The Calais team inside Thomson Reuters continues to impress, and today's release could in many ways be the best yet as it promises to contribute massively to the growing body of 'Linked Data' on the Web. As regular readers will remember, this 'Linked Data' is the same stuff being described by Sir Tim Berners-Lee as;
"the Web done right."
Built on top of Calais and scalably hosted on Amazon's EC2 service, the new site at SemanticProxy.com enters public beta today, and enables anyone to easily generate rich semantic metadata for pages on the open web, simply by passing the URL to SemanticProxy. Human visitors can do so via a standard web form, but the same results can also be achieved programmatically via an API, and it is uses of this sort that will enable a real growth in the availability of Linkable Data out on the open Web.

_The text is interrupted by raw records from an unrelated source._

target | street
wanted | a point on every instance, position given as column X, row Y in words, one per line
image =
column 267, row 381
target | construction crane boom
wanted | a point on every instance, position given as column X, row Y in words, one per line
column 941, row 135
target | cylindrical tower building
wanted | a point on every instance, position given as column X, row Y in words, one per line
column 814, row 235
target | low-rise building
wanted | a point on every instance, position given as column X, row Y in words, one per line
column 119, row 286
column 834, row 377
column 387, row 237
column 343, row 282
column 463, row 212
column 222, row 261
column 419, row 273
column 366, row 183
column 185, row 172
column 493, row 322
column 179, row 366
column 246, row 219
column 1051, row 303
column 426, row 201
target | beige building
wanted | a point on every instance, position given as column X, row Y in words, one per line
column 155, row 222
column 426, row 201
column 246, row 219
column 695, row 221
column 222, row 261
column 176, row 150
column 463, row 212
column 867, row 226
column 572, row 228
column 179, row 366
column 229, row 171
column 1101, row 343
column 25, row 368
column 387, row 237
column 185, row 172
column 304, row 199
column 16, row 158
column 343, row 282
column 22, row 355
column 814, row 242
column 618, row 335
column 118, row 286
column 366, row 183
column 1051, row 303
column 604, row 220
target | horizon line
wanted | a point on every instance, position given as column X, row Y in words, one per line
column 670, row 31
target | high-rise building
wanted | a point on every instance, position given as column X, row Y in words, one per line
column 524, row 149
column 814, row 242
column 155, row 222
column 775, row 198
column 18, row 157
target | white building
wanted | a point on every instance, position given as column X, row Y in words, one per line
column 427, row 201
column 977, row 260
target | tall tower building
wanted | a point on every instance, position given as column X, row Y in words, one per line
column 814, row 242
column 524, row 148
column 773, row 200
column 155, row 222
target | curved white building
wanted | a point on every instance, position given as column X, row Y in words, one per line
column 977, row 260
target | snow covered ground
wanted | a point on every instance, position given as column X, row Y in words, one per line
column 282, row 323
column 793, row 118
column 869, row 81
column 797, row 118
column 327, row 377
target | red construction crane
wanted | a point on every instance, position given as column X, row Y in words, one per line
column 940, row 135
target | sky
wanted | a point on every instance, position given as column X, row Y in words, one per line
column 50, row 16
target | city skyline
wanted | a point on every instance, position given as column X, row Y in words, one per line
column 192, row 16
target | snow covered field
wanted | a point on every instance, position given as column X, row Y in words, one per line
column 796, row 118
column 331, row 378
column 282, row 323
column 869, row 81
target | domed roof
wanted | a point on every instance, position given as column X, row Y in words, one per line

"The [Semantic Web] market today is largely building little semantic kingdoms - little self-contained ecosystems - rather than the Semantic Web."
The successes of the Linking Open Data Project's enthusiasts aside, this sentiment is unfortunately one with which it is hard to disagree. Many of the pieces in the Semantic Web stack are being deployed today, but deployed in such a way that often they build better, richer, more expressive silos rather than deployed with a technical and procedural presumption that the data should play its full role out on the open Web.
A tool like SemanticProxy makes it straightforward to generate structured metadata from pages on the open Web. Furthermore, it respects the Linked Data community's 'rules', and Tague stressed that;
"SemanticProxy will return dereferenceable Linked Data URIs by the end of this quarter."
When I mentioned this to one of the Linked Data community's proponents, his immediate response of
was cut short as he headed off to explore the new service.
A simple online demonstration allows users to paste a URL into the site and see the Calais service return identified terms... and a measure of their relevance to the wider story. Optimised at the moment for the content covered by major news sites, the demonstration works best for factual items such as this one from the BBC.
Used for real, as a proxy service that Web applications might routinely query in front of any news item, the possibilities are diverse and compelling. And once all those big news sites are effectively appearing to generate Linked Data? The cloud just got an awful lot bigger, an awful lot more current, and an awful lot more powerful.